Frozen Wages – Disney’s Executives Take Salary Cut During These Difficult Times

Frozen II ⭐️⭐️⭐️

Maybe these big companies are learning from the economic meltdown of 2008 and wanting to show us that the generously compensated executives are also feeling the pain of the employees far down the company chain. Most of these lower level employees have had their incomes reduced to $0, no thanks to layoffs.

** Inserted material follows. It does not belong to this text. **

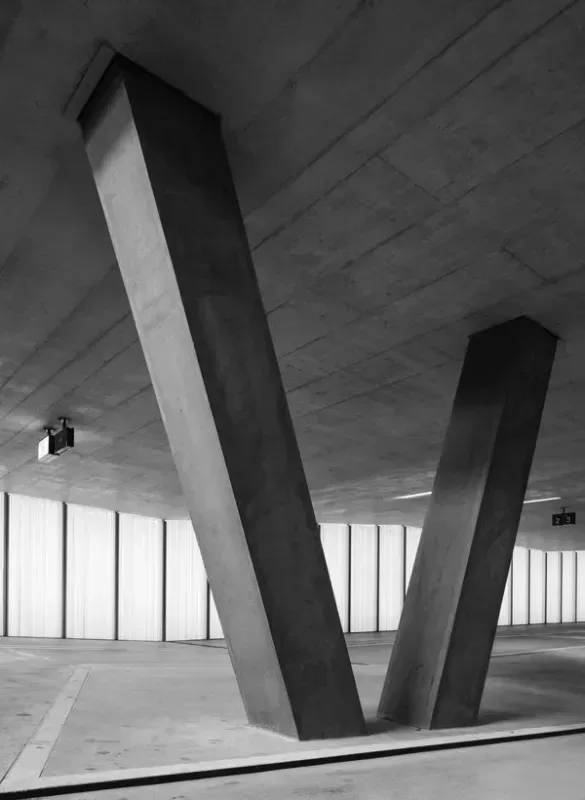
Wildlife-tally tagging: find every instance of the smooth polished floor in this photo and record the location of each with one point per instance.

It is probably not how the company’s leadership had planned to mark the one year anniversary of the $71.3 billion Disney-Fox merger, which was 10 days ago, on March 20. With Hollywood production shut down, theatrical releases on hold and amusement parks closed, Disney’s incoming CEO Bob Chapek this morning announced a salary reduction of 30% for EVPs and above, 25% for SVPs and 20% for VPs “until we foresee a substantive recovery in our business.” Chapek himself is taking a 50% pay cut, while executive chairman Bob Iger will forego 100% of his salary. All reductions are said to apply to base pay.

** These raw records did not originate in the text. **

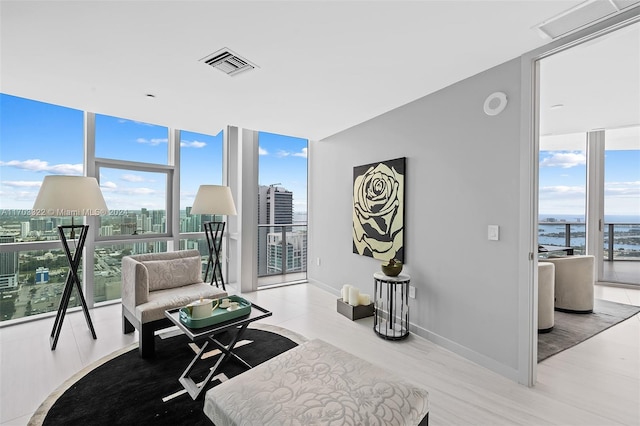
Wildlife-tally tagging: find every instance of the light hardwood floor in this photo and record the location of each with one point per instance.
(595, 383)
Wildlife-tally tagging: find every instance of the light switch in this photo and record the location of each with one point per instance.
(494, 232)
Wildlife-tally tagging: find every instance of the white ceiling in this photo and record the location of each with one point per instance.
(323, 66)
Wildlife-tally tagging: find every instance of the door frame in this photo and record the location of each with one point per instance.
(529, 148)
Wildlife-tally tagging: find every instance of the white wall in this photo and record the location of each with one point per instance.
(462, 175)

Disney’s Executive Pay Cut Threatens To Deepen the Divide Between The Two Sides Of The Merged Company

This is good in theory, but not as applicable in reality. Salary is somewhat irrelevant for executives who make their lion’s share of wealth through stock options. Yes, they can lose millions of dollars on paper with stock price fluctuations, but they also can gain them back as the market juggernaut regains. Take a look at the Dow Jones historic trend over the last 40 years.

It goes up, dips a bit, goes up, dips, but overall it’s ascending over time. The precipice at the far right is where we are right now: economic uncertainty. Many businesses are closed, millions out of work, shelter in place everywhere, everybody knows it seems like we’re all doomed. This illustrates market reaction to falling off the mountain peak. You can see a similar dip near 2009 when Wall Street needed a bailout. The market might just tank to those levels or lower again. Time will tell.

I’m not trying to be snarky, but still stinging from articles that came out after the Wall Street bailout of the financial markets about executives getting golden parachutes and making double digit millions in severance packages, while their companies were saved from financial ruin by taxpayers. Why were we ever bailing out these rich executives? There needs to be provisions in place for companies which cannot award high level executives from cashing out on the taxpayer’s pocketbook.

Am hopeful, but wary, that a lesson has been learned and government bailouts when we’re essentially broke as a country (see: $2 trillion deal stimulus package receives bipartisan support, movie theater chains likely included) will not lead to more of these stories in the coming days, weeks or months when life starts returning to normal.